11. The feature comparison device according to claim 2, wherein
the one or more processors use a sum of norms of each Gram matrix as a denominator of a normalization term during normalization.
12. The feature comparison device according to claim 3, wherein
the one or more processors use a sum of norms of each Gram matrix as a denominator of a normalization term during normalization.
13. The feature comparison device according to claim 2, wherein
the one or more processors determine that the target data is dissimilar to the past data when the result of the calculation is equal to or greater than a predetermined threshold.

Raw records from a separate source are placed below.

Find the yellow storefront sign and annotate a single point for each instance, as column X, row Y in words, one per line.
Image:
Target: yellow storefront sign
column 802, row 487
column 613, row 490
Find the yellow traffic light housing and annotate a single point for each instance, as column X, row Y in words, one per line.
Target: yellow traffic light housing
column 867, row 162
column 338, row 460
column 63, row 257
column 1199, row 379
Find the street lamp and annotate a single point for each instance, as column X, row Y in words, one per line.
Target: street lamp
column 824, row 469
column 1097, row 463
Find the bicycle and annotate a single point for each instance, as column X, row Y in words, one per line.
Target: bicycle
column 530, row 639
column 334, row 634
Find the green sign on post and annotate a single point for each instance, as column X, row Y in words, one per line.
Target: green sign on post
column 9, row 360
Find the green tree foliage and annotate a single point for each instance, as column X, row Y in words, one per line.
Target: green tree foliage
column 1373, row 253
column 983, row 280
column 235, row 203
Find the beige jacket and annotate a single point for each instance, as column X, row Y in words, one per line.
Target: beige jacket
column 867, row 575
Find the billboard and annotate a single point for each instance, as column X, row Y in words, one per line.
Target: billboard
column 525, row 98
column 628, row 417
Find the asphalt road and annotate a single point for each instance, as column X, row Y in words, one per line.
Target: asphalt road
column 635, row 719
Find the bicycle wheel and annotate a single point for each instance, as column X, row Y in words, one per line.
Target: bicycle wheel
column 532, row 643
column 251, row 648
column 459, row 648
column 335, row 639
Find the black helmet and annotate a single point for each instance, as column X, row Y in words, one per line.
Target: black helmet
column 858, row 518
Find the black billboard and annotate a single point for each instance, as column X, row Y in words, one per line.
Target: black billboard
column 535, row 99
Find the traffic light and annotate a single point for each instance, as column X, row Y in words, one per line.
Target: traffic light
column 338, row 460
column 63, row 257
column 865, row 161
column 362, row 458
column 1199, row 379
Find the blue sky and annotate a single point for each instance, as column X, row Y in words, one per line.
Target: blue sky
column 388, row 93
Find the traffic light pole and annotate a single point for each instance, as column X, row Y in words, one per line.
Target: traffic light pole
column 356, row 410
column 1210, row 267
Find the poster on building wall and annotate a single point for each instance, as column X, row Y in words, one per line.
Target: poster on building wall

14. The feature comparison device according to claim 3, wherein
the one or more processors determine that the target data is dissimilar to the past data when the result of the calculation is equal to or greater than a predetermined threshold.
15. The feature comparison device according to claim 4, wherein
the one or more processors determine that the target data is dissimilar to the past data when the result of the calculation is equal to or greater than a predetermined threshold.
16. The feature comparison device according to claim 2, wherein
the target data and the past data are image data or data corresponding to an image.
17. The feature comparison device according to claim 3, wherein
the target data and the past data are image data or data corresponding to an image.
18. The feature comparison device according to claim 4, wherein
the target data and the past data are image data or data corresponding to an image.
19. The feature comparison device according to claim 5, wherein
the target data and the past data are image data or data corresponding to an image.